Kapoor’s alleged wrongdoings were first made public in 2011, when he was arrested in Germany on suspicion of dealing in looted artworks after a years-long investigation codenamed Operation Hidden Idol. He is currently on trial in India, where he has been behind bars since July 2012. The new charges include 86 counts, from grand larceny to criminal possession of stolen property.
“It’s a fairly robust and complex complaint,” Kapoor’s lawyer, Georges Lederman of Pearlstein McCullough & Lederman LLP, told artnet News. He notes that at least one of the charges in the complaint filed in New York duplicates a crime for which Kapoor is on trial in India—an issue that will have to be sorted out by a judge.
Now age 70, Kapoor was a respected member of New York’s art community, helping museums around the world acquire important antiquities from Afghanistan, Cambodia, India, Nepal, Pakistan, and Thailand, sometimes through high-profile donations. But he has also been described as “one of the most prolific commodities smugglers in the world,” as the Immigration and Customs Enforcement special agent James T. Hayes told looted antiquities blog Chasing Aphrodite.
In 2012, authorities revealed that they had seized $100 million in stolen ancient art from the dealer’s storage facilities. More than 2,600 ancient statues, artworks, and other artifacts have been recovered to date, some as recently as 2016.
Kapoor duped many museums over the years, both by loaning them illicit artworks to make them seem more legitimate to prospective buyers, and by selling them the stolen objects. “These are, in many instances, priceless works that represent the culture and history of the countries from which they were stolen,” Manhattan District Attorney Cyrus R. Vance Jr. told the Associated Press. “They are of enormous value.”

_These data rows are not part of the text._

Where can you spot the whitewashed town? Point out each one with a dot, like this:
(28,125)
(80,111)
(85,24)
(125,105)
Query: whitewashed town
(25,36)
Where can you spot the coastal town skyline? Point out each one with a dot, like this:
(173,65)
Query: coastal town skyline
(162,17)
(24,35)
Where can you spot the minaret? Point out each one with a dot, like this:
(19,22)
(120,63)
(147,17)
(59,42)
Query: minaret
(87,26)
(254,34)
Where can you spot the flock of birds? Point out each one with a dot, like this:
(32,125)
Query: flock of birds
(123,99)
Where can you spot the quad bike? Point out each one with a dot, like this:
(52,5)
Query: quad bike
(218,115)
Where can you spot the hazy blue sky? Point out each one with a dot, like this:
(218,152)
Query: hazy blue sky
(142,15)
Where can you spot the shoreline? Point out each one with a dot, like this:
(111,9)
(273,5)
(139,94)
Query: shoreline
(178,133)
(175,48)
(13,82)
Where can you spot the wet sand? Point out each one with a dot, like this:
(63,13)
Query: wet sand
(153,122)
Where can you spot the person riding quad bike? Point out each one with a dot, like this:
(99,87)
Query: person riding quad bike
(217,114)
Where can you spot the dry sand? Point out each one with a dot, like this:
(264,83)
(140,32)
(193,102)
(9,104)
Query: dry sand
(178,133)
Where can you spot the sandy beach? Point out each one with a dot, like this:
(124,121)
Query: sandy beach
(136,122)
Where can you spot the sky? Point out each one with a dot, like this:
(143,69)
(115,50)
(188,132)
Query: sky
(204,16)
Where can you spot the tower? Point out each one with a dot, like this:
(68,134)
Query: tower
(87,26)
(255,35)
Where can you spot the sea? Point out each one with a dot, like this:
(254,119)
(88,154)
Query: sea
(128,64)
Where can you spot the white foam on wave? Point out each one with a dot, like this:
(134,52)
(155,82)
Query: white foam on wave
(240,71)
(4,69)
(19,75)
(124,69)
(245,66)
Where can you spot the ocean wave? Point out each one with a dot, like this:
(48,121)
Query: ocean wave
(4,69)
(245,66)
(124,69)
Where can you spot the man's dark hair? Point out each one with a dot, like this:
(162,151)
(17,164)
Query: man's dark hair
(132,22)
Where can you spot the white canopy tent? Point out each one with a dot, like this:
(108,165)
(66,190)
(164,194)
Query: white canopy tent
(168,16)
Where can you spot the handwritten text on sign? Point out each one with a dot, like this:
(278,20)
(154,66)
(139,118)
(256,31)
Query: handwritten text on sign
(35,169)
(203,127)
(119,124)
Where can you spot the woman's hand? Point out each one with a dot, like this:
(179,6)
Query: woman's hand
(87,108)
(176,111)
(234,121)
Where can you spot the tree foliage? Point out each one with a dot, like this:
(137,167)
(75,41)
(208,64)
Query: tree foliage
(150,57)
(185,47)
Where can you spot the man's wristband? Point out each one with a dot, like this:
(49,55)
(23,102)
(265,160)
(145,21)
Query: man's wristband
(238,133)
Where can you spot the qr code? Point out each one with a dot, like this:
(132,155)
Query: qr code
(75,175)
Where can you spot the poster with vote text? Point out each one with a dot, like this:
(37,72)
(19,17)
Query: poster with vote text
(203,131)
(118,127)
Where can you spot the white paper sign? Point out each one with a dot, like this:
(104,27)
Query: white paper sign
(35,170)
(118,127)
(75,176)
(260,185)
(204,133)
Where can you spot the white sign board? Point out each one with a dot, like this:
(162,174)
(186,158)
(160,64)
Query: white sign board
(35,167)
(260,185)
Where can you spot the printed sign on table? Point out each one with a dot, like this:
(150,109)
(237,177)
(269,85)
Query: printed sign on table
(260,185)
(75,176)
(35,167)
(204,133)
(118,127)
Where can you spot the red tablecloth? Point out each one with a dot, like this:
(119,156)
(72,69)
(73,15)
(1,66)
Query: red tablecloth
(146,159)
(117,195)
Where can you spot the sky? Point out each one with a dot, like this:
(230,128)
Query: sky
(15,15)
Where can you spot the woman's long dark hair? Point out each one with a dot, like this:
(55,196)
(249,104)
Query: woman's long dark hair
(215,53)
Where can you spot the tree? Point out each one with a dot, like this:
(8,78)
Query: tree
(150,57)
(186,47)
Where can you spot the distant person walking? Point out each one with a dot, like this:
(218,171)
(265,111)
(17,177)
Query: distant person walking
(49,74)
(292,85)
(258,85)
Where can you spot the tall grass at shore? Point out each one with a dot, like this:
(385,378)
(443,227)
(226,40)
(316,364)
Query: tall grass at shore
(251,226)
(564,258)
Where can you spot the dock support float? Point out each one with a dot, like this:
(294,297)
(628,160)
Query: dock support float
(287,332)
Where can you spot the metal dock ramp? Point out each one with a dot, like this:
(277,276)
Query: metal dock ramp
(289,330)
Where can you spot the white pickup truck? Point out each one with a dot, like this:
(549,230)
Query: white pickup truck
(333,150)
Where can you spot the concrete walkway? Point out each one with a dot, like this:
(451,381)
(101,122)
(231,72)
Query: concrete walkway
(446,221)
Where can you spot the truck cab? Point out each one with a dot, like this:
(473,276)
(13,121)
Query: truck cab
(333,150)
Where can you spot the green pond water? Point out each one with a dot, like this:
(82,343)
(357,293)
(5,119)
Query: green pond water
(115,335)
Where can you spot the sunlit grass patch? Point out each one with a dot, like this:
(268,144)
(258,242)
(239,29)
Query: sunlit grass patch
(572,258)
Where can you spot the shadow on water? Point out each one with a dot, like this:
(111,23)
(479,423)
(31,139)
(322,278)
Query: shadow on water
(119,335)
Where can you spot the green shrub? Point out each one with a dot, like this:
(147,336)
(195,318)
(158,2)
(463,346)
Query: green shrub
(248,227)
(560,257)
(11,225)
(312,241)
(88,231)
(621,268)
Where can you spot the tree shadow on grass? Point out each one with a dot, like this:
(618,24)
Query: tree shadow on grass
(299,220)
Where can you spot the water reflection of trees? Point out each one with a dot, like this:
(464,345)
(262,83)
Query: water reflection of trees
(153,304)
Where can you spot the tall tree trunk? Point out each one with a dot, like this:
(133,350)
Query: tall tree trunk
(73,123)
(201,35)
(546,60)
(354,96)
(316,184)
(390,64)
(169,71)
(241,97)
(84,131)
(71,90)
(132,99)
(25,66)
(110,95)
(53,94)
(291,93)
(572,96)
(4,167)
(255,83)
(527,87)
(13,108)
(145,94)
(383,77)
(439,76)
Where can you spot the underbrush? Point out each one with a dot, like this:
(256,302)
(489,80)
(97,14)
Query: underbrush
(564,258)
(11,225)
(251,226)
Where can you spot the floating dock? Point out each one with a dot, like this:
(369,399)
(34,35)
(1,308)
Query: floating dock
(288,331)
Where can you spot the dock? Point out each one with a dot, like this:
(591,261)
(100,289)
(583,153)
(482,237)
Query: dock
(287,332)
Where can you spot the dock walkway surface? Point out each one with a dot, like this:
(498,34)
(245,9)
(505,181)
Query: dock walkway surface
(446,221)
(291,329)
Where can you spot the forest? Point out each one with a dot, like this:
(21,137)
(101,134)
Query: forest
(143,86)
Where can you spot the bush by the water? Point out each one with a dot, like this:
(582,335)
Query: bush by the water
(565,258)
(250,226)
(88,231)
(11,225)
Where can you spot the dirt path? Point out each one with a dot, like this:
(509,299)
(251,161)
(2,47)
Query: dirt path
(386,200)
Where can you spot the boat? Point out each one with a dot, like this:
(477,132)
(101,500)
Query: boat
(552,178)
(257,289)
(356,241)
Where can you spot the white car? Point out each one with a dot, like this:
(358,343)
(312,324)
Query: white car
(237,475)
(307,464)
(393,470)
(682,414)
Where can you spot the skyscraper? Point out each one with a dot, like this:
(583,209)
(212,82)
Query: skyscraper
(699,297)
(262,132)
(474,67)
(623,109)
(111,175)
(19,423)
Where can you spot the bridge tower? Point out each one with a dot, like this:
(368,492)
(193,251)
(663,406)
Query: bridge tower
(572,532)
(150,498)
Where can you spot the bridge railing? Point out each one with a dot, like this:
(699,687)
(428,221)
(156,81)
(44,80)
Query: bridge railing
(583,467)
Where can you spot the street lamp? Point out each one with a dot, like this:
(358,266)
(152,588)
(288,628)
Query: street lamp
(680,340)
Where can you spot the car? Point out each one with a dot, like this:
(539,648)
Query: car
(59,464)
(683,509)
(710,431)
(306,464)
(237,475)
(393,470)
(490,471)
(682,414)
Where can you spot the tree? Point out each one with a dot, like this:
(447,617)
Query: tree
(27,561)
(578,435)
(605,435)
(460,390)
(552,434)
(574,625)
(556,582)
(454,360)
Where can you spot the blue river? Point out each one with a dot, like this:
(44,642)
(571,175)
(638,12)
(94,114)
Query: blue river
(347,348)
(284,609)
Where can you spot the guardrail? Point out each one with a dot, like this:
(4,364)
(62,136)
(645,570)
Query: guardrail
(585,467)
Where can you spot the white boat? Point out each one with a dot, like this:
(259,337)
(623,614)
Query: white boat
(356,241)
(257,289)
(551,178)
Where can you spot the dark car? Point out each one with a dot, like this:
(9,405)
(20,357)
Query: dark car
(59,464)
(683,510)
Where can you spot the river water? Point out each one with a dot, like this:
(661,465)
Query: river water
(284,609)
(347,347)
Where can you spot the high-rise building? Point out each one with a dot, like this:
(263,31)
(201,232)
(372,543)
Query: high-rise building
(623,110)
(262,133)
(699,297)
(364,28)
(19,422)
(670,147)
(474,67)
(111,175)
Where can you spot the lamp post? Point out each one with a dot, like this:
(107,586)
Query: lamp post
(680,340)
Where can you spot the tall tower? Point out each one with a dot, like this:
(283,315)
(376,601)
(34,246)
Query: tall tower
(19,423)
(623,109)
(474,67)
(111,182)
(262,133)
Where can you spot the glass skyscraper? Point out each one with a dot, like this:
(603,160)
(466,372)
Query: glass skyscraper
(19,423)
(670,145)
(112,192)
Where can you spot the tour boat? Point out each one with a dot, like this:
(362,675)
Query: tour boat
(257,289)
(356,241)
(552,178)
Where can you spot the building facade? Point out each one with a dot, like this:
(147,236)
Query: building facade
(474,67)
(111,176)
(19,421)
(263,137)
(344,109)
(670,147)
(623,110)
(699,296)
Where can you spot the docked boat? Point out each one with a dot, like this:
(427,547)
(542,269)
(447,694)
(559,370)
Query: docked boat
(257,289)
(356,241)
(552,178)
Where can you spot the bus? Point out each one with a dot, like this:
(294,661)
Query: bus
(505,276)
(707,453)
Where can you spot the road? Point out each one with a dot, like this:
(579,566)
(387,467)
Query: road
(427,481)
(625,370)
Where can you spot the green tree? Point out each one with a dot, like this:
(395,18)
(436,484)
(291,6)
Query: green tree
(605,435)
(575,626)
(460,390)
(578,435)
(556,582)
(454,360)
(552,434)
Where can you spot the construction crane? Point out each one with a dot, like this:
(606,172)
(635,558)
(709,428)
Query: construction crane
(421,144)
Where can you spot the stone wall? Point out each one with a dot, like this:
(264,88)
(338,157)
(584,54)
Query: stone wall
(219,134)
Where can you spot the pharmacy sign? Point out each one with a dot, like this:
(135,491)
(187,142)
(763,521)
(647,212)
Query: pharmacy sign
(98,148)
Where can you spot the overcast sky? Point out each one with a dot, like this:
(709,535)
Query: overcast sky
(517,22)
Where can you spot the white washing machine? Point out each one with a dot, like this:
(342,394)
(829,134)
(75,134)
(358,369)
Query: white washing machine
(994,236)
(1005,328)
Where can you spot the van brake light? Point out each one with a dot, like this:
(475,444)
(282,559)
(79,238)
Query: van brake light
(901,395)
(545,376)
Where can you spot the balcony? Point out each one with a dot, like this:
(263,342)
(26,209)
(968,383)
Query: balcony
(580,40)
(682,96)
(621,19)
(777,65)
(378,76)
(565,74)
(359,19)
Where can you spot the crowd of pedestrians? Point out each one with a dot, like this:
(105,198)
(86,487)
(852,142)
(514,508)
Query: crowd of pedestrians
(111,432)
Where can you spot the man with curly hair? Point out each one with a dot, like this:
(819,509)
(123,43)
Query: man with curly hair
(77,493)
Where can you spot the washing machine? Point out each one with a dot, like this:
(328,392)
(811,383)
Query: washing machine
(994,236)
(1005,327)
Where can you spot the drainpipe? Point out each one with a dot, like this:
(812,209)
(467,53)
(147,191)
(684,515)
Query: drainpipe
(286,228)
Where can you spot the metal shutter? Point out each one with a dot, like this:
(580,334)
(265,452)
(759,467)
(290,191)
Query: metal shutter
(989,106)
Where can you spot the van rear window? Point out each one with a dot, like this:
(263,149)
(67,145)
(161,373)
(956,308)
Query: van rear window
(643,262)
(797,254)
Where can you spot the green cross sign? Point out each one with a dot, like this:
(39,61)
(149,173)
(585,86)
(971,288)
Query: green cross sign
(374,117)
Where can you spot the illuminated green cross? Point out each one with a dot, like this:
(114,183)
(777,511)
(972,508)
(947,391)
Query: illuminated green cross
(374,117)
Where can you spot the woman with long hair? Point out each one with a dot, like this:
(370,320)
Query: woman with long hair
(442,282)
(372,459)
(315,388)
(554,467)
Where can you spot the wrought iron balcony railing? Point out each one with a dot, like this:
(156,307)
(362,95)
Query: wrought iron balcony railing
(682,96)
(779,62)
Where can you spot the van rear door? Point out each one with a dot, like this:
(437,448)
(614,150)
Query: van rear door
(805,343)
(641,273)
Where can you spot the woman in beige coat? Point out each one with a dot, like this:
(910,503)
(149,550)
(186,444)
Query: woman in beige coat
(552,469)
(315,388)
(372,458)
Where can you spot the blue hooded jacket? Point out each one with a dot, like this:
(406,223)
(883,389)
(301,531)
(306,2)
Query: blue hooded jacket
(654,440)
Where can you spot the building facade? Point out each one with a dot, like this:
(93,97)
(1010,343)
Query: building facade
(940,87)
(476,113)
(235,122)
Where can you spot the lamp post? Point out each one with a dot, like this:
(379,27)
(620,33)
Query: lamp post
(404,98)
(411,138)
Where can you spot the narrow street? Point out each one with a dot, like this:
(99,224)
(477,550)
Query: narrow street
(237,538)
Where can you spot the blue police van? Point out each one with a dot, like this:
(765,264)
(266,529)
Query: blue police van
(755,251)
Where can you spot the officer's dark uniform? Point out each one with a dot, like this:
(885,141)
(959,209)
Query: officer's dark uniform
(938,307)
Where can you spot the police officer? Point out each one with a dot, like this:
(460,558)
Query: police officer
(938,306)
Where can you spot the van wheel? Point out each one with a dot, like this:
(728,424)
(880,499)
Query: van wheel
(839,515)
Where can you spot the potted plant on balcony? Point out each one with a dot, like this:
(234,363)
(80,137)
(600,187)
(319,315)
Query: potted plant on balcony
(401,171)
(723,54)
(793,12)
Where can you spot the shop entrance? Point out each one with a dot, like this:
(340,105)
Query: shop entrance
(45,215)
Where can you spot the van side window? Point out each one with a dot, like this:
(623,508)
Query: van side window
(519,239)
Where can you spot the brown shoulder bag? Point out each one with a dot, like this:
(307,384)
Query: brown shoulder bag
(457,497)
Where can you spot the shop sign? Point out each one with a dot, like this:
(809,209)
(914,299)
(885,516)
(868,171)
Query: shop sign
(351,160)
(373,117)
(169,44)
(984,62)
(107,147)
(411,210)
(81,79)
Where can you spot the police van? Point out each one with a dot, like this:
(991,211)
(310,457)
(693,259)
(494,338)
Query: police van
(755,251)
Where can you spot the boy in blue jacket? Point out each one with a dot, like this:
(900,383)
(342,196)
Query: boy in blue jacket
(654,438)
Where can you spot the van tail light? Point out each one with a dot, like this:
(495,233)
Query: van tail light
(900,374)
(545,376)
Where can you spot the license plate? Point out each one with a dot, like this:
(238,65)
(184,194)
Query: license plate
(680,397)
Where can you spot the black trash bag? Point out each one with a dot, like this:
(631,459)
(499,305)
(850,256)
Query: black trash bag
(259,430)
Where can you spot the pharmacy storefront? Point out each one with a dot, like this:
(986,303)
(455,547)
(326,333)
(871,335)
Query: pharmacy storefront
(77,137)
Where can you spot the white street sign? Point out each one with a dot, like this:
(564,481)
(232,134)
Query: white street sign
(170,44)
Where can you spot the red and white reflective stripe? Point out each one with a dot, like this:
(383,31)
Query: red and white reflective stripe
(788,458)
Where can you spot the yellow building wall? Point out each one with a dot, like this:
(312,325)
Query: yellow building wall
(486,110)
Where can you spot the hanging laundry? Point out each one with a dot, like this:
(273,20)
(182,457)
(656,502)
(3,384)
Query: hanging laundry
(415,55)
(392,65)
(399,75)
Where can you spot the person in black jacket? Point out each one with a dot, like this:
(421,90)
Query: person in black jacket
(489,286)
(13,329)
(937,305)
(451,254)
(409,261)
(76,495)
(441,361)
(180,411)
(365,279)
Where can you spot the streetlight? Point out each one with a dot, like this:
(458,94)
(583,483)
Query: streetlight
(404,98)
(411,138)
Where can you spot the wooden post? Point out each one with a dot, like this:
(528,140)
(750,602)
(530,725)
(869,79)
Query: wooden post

The National Gallery of Australia filed a lawsuit against the disgraced dealer in 2014 over a $5.6 million Chola-era bronze, titled Shiva as Lord of the Dance, and returned the looted statue to India, one of at least two turned over by the Australian government in connection with the case. Later that year, Ohio’s Toledo Museum of Art followed suit, repatriating an Indian antiquity purchased from Kapoor, as did the Peabody Essex Museum in Salem, Massachusetts, and the Honolulu Museum of Art.
According to the new criminal complaint against Kapoor, 36 looted objects worth an estimated $36 million are yet to be recovered, having been hidden by family members and trusted associates immediately following his 2011 arrest. Investigators based the charges on records seized from the Art of the Past, Kapoor’s former New York gallery, which included false import licenses, provenance records, and invoices.
Some of the alleged coconspirators are art restorers, believed to have cleaned the dirt off freshly unearthed antiquities to prepare them for sale, allowing Kapoor to present them as legally obtained treasures. Among them, according to the complaint, is British antiquities restorer Neil Perry Smith and Brooklyn-based restorer Richard Salmon. The authorities have asked Interpol for international arrest warrants for the suspects, who reside in India, London, and New York.
Meanwhile, US officials are requesting Kapoor’s extradition following the completion of his trial, presumably within a year, according to Lederman. “The trial is taking a very long time,” he said. “We should be guided by the prospect of extradition to the United States within a year.”